II. Commodities Crude Oil
Oil prices fell on Friday after a three-day rally ran out of steam as a higher U.S. rig count signaled rising production from shale, contributing to the global supply glut. Brent futures settled down 13 cents at $52.83 a barrel. The contracts have lost around 7 percent since the previous quarter, the largest quarterly losses since late 2015. U.S. crude futures settled up slightly, rising 25 cents to $50.60 a barrel after slipping below $50. They ended the quarter at about 5.7 percent lower, also the worst quarterly loss since late 2015.
Prices have been locked within a range during the first quarter, in line with current market environment. Crude prices had been surged by 20 percent after the Organization of the Petroleum Exporting Countries stroke a deal to cut production last November. But the gaining momentum was lost after U.S. rig count kept hitting records as prices went up, pushing up inventories. Higher prices are unlikely as market participants were shifting their focus to whether the OPEC would extend the output-cut deal in May. This event would decide the performance of oil market in Q2.
Copper
Copper fell on Friday as the end of a strike at Peru's biggest copper mine dampened fears of reduced supply that had driven the metal higher this quarter, though upbeat economic data from China lent support.
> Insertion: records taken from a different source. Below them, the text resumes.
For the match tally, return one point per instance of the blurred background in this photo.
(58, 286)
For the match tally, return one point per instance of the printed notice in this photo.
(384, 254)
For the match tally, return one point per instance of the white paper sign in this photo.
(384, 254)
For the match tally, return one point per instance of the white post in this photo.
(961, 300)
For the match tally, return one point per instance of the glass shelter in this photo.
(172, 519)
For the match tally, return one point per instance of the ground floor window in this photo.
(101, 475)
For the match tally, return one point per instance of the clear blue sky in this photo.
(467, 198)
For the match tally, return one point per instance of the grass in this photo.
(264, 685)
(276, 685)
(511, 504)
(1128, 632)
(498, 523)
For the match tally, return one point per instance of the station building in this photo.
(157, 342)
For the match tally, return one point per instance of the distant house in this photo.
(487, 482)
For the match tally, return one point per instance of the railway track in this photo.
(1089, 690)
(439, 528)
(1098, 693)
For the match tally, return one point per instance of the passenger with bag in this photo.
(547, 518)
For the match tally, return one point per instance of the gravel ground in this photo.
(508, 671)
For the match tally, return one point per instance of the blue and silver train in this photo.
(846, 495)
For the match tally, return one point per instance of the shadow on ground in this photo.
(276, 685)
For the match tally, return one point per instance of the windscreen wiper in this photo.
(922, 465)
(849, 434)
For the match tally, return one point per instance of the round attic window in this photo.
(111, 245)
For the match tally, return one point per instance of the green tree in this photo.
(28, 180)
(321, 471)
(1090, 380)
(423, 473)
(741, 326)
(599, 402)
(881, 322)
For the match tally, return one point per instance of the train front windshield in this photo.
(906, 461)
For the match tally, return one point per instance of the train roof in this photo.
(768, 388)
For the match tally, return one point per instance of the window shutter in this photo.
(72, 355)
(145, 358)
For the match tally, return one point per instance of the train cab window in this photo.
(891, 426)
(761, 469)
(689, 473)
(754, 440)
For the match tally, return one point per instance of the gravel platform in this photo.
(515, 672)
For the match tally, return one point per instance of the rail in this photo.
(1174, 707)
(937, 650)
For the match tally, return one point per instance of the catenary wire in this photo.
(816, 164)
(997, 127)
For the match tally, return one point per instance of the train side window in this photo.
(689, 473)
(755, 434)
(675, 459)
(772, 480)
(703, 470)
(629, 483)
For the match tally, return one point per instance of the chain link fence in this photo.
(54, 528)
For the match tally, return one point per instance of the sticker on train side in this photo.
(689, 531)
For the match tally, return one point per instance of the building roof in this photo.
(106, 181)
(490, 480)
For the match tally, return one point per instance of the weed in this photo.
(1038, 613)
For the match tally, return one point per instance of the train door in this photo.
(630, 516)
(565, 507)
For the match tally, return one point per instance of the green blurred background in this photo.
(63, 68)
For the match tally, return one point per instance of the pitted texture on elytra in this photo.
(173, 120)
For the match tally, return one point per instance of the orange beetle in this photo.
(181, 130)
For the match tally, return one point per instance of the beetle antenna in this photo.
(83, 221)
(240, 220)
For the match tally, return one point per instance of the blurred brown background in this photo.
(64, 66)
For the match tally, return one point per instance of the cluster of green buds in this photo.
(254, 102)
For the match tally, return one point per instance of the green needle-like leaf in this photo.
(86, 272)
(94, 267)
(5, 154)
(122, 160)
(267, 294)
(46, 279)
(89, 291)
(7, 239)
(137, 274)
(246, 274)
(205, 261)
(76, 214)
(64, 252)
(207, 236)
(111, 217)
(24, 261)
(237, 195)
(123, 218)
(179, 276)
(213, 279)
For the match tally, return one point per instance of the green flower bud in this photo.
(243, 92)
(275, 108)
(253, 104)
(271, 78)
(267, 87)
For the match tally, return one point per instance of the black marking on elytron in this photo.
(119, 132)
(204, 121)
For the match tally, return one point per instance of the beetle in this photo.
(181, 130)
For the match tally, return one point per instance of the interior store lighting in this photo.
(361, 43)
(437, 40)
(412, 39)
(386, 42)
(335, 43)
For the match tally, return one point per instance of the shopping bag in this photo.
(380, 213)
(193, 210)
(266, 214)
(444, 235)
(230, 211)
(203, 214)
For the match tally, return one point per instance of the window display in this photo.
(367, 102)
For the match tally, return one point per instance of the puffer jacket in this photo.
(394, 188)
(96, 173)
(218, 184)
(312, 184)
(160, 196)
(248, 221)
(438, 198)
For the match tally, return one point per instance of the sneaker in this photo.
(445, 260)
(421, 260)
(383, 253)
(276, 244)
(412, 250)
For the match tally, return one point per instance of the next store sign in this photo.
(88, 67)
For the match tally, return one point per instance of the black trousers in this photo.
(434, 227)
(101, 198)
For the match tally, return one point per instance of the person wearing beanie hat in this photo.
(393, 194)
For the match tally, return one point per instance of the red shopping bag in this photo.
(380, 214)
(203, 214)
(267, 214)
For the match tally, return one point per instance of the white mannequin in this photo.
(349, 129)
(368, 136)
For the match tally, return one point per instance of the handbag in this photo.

London Metal Exchange copper closed down 2 percent at $5,837.50 a tonne, though prices still rose 5.6 percent in the first quarter, following a near 14 percent rise in the previous three months. Workers at Freeport-McMoRan Inc's Cerro Verde facility will resume work on Friday after voting to end a near three-week strike that had halved output, the union said late on Thursday. On technical front, prices are expected to further pull back if the metal fails to breach over the key resistance of $6,000.
Soybean
U.S. soybean futures fell to fresh five-month lows on Friday after federal crop forecasters said spring plantings and inventories of March 1 were well above traders' expectations. Most-active Chicago Board of Trade soybeans closed down 17 cents at $9.46 a bushel after earlier touching $9.44-1/4, their lowest price since August 4. The U.S. Department of Agriculture (USDA) estimated U.S. farmers will increase soybean plantings to 89.5 million acres, well above analysts’ forecasts of 88.20 million acres. Judging from fundamentals, investors shall be wary that soy prices still face downward risks.